From simple messaging services like SMS (short message service), to MMS (multimedia message service) and more complex applications, consumers are ready to communicate with their healthcare providers via mobile technology. These tools can quickly prompt them to make appointments and take preventative health measures. While mobile technology will make it possible to rapidly distribute critical health information at any time, the market is fragmented and lacks industry standards that assure the security of these communications.
A mobile hub business model offers an opportunity for better quality of service for patients at a lower cost to healthcare providers.
More than 90 percent of U.S. consumers own a mobile device, so SMS or MMS is accessible and often the first step in a mobile healthcare platform. Text messaging provides immediacy of action, portability, inexpensive cost and measurable results. In addition, MMS offers a more personal, interactive experience that many patients prefer. Hospital centers across the nation are currently testing how to increase compliance using SMS or MMS and show positive results across age groups and disease states.
For example, Kaiser Permanente, the nation’s largest not-for-profit health plan with more than 8.6 million members, ran an initial pilot program with a simple SMS reminder for appointments. At one clinic, Kaiser reduced no-shows by 1,837 at a savings of $275,000. They are now rolling out the program system-wide.
It’s not all about apps
Mobile health apps will improve healthcare and change the way patients and their physicians interact. With more than 200 million currently available, Pyramid Research indicates that about 70 percent of people worldwide are interested in at least one mobile health app. Doctors use apps to access patients’ medical histories, while patients are monitoring their blood pressure, glucose levels and prescription needs.
Although apps show great potential, mobile messaging is accessible for nearly everyone. 75 percent of the U.S. market owns messaging-enabled feature phones, or non-smart phones. Apps likely won’t have the reach of SMS or MMS for five years or more. There are also concerns about patients’ willingness to pay for health apps versus downloading free ones, and how to make complex apps successful. Getting providers and patients to adopt fundamental communications patterns will be the true catalyst for propelling mHealth forward.
Industry standards will help drive adoption
As the use of text messaging, mobile apps and even payment services for mHealth grows, a certain level of regulation is needed to ensure that consumers have tools they can trust. The FDA and other coalitions will be critical to help control personal health information through the mobile system. mHealth technology has the opportunity to save millions of dollars in healthcare costs and offer consumers a secure way to better manage their healthcare – from monitoring nutrition to receiving text alerts for upcoming appointments.

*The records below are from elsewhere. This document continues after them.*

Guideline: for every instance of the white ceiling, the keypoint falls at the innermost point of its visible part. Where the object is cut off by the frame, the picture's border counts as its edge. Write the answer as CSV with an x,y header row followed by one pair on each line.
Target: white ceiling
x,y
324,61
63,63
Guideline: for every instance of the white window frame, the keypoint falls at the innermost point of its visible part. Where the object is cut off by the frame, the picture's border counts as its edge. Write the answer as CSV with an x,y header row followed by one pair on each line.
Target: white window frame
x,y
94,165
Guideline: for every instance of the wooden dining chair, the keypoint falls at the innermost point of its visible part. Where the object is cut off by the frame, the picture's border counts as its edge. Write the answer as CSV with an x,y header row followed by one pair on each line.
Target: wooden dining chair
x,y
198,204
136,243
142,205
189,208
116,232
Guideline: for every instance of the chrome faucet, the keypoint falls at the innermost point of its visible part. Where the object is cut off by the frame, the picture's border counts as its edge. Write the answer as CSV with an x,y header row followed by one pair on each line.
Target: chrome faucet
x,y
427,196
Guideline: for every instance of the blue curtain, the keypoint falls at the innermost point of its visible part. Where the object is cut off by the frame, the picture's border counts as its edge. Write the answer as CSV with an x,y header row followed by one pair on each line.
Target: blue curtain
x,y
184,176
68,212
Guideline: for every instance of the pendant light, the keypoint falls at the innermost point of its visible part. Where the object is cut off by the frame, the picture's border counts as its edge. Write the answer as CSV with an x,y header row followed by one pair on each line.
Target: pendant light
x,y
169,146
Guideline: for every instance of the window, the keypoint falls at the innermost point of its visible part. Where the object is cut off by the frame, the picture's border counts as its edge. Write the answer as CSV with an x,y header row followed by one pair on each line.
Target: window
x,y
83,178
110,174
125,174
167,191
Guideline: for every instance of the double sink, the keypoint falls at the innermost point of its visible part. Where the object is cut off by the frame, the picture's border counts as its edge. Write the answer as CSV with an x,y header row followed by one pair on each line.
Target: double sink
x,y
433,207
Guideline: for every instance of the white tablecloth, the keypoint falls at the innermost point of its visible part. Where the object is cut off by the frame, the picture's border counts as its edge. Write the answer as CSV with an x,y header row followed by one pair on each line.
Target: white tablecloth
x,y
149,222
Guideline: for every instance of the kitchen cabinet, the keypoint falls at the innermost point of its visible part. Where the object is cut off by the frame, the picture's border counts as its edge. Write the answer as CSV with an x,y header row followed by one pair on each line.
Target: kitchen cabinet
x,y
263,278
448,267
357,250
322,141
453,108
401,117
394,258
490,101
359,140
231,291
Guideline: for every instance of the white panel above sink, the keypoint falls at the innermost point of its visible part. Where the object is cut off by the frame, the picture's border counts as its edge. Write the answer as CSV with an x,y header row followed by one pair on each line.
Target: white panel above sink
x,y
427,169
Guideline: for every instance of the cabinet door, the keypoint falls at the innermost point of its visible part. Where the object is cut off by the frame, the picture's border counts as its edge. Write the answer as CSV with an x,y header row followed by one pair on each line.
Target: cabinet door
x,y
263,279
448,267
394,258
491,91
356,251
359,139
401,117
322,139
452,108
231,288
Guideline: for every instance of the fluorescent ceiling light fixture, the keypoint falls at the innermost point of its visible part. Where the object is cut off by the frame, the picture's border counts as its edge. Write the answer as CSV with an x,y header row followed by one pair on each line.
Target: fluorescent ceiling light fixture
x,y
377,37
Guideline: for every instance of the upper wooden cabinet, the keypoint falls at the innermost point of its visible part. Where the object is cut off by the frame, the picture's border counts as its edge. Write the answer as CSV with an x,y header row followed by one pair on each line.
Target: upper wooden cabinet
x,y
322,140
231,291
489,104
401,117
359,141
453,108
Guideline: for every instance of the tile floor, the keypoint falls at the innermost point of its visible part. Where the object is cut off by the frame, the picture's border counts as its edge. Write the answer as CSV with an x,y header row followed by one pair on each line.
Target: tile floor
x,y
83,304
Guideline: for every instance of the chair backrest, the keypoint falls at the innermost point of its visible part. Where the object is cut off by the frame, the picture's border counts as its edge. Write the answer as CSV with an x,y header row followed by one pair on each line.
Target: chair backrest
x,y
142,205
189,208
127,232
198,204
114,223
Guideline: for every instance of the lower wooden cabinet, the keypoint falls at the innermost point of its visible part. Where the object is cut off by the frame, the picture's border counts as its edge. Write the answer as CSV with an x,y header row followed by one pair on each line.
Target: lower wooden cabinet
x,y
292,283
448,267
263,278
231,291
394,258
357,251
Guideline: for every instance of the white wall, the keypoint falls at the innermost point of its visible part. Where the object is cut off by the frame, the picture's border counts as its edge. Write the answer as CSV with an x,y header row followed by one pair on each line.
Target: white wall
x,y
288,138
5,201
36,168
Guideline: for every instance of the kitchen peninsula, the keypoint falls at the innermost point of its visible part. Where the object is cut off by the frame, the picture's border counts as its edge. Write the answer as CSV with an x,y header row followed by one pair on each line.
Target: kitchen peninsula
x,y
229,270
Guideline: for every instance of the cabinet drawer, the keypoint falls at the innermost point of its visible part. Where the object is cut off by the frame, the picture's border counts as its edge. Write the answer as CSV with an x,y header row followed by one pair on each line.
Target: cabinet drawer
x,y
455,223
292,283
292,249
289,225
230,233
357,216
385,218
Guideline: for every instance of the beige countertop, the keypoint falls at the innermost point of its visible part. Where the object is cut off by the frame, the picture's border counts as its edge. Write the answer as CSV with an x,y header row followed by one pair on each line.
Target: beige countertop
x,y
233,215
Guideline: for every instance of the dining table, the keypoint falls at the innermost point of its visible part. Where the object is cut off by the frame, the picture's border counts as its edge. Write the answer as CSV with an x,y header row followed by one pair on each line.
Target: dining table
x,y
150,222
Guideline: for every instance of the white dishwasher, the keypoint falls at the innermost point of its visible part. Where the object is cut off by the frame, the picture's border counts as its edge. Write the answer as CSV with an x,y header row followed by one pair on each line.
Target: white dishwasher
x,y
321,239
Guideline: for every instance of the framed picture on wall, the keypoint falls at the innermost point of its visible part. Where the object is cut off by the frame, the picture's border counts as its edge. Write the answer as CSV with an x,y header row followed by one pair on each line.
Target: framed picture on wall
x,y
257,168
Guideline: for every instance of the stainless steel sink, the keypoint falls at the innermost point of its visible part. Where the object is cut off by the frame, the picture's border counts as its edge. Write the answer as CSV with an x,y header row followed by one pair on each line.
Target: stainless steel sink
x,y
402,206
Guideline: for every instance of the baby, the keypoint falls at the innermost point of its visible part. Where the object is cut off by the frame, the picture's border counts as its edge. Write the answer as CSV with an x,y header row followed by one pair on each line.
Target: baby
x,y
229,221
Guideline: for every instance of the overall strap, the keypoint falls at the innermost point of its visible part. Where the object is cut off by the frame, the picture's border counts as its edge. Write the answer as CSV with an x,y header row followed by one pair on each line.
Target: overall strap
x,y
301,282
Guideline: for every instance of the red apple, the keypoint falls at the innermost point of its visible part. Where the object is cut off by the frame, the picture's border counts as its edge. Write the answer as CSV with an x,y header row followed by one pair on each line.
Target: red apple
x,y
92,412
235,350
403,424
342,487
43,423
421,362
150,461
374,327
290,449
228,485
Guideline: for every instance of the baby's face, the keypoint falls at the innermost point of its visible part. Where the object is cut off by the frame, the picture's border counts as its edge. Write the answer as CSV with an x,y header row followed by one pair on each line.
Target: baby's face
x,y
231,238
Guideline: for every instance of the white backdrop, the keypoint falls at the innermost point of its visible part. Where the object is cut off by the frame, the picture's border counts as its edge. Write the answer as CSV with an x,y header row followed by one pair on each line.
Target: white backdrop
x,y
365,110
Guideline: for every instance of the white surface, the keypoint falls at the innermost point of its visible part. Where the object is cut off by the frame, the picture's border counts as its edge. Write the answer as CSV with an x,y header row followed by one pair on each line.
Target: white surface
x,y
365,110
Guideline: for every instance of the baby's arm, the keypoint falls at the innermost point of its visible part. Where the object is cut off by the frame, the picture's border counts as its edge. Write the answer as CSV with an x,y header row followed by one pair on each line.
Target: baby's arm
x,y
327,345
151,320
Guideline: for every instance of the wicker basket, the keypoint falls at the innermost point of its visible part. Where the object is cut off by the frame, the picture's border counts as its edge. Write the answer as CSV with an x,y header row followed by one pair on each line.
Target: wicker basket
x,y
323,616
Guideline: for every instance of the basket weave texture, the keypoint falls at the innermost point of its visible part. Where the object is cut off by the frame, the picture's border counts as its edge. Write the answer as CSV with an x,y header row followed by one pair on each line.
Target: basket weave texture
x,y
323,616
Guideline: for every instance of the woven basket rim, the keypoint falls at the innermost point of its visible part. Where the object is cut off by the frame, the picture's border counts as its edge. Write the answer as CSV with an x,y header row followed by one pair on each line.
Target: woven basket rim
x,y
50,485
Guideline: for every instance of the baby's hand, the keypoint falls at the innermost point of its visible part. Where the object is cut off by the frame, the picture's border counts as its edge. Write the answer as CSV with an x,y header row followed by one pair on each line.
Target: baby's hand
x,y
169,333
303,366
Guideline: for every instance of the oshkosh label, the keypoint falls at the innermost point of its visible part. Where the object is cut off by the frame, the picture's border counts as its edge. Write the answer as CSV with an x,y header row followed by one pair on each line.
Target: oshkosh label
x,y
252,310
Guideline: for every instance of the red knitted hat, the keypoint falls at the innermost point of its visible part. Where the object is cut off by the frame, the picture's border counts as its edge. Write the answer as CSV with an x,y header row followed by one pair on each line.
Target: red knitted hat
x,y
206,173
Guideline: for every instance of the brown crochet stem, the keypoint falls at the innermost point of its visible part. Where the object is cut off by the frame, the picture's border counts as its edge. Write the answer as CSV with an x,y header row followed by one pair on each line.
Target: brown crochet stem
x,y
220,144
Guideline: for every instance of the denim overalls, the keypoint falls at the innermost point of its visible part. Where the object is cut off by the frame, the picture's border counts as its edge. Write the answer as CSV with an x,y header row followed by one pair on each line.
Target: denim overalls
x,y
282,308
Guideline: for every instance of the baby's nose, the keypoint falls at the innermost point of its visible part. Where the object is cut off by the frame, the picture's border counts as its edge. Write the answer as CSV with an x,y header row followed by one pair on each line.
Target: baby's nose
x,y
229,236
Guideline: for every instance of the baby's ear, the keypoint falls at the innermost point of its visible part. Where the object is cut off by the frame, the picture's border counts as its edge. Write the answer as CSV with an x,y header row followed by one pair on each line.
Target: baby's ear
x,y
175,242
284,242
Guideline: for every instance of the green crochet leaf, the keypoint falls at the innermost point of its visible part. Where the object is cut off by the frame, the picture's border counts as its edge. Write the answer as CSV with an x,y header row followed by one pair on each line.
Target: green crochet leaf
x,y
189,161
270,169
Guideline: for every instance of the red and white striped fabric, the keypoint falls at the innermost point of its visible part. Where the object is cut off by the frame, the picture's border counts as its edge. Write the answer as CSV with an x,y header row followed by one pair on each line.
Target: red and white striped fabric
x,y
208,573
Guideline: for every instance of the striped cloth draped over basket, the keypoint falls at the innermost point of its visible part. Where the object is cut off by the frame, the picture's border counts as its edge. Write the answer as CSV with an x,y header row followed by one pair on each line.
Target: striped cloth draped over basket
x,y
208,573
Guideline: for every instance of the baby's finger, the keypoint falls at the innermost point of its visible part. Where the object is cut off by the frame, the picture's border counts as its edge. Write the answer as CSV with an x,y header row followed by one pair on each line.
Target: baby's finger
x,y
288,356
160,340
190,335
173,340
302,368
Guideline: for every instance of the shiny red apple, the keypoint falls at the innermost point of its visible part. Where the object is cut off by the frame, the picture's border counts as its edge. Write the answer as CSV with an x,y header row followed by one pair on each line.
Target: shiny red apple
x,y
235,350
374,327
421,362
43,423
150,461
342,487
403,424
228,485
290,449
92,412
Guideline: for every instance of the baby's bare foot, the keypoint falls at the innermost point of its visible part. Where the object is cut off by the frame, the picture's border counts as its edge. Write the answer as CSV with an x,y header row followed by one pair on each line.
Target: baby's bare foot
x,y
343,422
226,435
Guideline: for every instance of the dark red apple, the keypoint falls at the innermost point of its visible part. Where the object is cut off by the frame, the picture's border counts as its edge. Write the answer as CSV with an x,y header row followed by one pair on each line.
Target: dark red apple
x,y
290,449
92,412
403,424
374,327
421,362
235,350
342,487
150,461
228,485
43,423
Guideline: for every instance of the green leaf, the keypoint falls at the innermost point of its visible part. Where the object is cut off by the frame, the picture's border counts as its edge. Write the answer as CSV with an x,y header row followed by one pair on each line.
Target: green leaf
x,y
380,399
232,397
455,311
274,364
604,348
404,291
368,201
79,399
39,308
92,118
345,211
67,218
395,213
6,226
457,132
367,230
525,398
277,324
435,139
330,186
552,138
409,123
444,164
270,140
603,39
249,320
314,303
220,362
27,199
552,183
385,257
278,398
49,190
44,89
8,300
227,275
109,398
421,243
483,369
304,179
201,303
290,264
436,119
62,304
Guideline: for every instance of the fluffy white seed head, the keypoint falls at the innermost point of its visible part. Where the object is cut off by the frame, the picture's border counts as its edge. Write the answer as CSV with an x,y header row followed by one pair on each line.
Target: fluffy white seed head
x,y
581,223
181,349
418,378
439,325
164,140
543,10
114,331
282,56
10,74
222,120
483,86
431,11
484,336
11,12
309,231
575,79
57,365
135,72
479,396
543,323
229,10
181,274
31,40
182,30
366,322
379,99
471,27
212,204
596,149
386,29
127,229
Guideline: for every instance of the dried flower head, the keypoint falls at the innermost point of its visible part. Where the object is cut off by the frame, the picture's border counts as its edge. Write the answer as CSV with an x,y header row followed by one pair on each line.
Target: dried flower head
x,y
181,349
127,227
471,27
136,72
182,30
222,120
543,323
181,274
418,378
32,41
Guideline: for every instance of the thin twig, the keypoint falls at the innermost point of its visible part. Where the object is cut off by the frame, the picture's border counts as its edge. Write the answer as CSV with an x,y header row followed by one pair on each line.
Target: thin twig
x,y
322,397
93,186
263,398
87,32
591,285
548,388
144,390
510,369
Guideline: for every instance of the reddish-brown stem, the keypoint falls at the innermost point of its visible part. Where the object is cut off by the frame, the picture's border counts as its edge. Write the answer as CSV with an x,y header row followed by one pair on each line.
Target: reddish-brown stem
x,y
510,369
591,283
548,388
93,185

While creating a direct communication channel between patients and healthcare providers, pharmacies and medical device manufacturers, it’s also important that mobile programs comply with industry rules, such as HIPAA, to manage personal health information. While the FDA has classified SMS reminders as a Class I medical device, there are no clear regulations on software or systems that doctors use to retrieve, store or manage patient information.
What is holding the industry back is a clear definition of mHealth – the new communication patterns in healthcare that connect patients, healthcare providers, payers and pharma on a mobile platform. With great adoption of mHealth tools, an industry standard such as medical or hospital grade messaging is needed to ensure the security and compliance of these communications.
A ‘hub’ resolves market inefficiencies
With patients, providers, insurers, operators and regulators in the mix, the mHealth industry is fraught with fragmentation. A mobile hub can provide a medical grade messaging solution for secure communications among participants and better quality of service at a lower cost.
The hub enables providers to connect directly to mobile subscribers, or patients, through mobile operators. Many doctors and staff are currently forced to fax information because email and SMS are not considered secure. Medical grade messaging offers a secure, reliable solution whereby doctors can quickly share resources and access patient information via mobile. With medical grade messaging, patients can access treatment information and advice, or locate nearby physicians and healthcare facilities.
Together with FDA guidelines and other security regulations, establishing a true medical grade messaging solution is essential to the mHealth ecosystem. Working together to build strong patient relationships, develop innovative marketing programs, and establish policies that are transparent for all participants and regulators will drive further adoption and growth. Ultimately, more providers and patients will get on board with an mHealth solution that delivers the best consumer experience at the lowest cost.